Summary Results and Highlights
Revenue of $515 million and net income1 of $19 million, or $0.15 fully diluted earnings per share, for the quarter ended September 30, 2019
Adjusted EBITDA2 of $70 million and annualized Adjusted EBITDA per average active fleet of $12.1 million for the quarter ended September 30, 2019
Revenue of $1.6 billion and net income1 of $93 million, or $0.71 fully diluted earnings per share, for the nine months ended September 30, 2019
Adjusted EBITDA2 of $247 million and annualized Adjusted EBITDA per average active fleet of $14.5 million for the nine months ended September 30, 2019
“We’re happy to have delivered another solid quarter of operational results in the face of macro headwinds that started to impact Liberty’s market mid-way through the quarter. The fully diluted earnings per share in the third quarter was $0.15, compared to the second quarter of 2019 of $0.32. Revenue in the quarter decreased 5% to $515 million and Adjusted EBITDA2 decreased 24% to $70 million, each as compared to the second quarter of 2019. Strong free cash flow generation for the quarter drove a $107 million increase in cash on hand to $140 million. We ended the quarter with available liquidity of $344 million and a net cash position of $34 million. We were able to deliver this financial performance despite a slowdown in the completions market and an oversupply in the frac market, both of which resulted in downward pricing pressure. Continued executional excellence of our operations and supply chain teams, plus close coordination with our customers on scheduling enables Liberty to navigate the challenging marketplace while maintaining our ability to drive returns on capital.
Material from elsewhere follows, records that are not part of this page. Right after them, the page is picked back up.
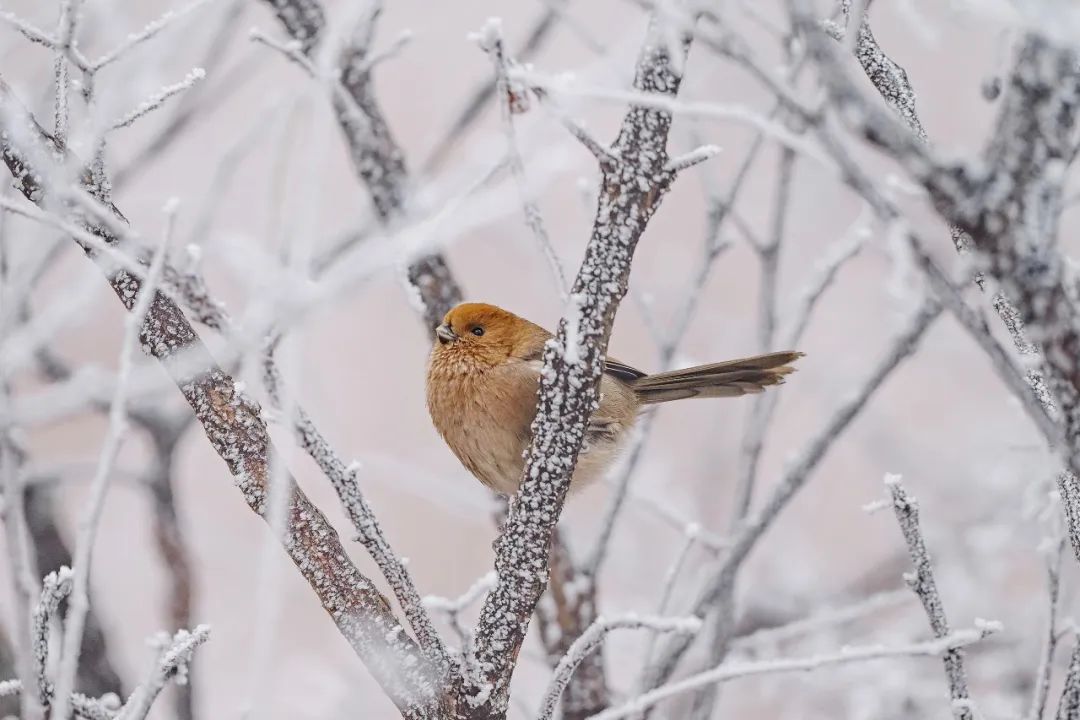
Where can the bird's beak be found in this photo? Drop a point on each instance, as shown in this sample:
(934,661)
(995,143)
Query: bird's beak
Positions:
(445,334)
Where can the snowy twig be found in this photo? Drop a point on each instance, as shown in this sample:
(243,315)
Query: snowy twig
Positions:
(150,30)
(174,656)
(32,34)
(1010,209)
(18,543)
(481,97)
(343,477)
(1068,707)
(592,639)
(719,586)
(692,158)
(689,539)
(238,433)
(921,582)
(732,670)
(55,587)
(631,192)
(508,97)
(1042,678)
(159,98)
(75,621)
(829,617)
(375,153)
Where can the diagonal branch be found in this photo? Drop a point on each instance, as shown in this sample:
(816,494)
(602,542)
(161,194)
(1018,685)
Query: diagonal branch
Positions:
(921,582)
(235,429)
(376,157)
(631,191)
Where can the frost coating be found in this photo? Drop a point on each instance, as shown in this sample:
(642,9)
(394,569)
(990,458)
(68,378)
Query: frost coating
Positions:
(634,179)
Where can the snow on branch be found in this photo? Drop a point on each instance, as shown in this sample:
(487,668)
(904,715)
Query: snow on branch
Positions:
(234,425)
(1068,707)
(512,99)
(736,669)
(32,34)
(79,605)
(159,98)
(632,189)
(376,155)
(921,582)
(150,30)
(1008,212)
(592,639)
(54,588)
(719,586)
(343,477)
(174,657)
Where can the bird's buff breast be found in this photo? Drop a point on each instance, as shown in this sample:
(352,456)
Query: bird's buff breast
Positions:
(485,418)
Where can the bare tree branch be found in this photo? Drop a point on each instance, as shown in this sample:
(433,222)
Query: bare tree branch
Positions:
(631,192)
(234,426)
(921,582)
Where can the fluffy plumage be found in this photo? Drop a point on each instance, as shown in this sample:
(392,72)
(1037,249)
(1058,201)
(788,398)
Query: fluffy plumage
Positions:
(484,374)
“With our focus on long-term success, we continue our commitment to achieve superior returns on invested capital, maintain a strong balance sheet and invest for the future. For the twelve months ended September 30, 2019 we achieved Pre-Tax Return on Capital Employed (“ROCE”)3 of 17%, generated significant free cash flow and returned approximately $75 million to stockholders. As always, the Liberty team continues to focus on driving technology innovations and high efficiency operations which are a win for Liberty and a win for our customers,” commented Chris Wright, Chief Executive Officer.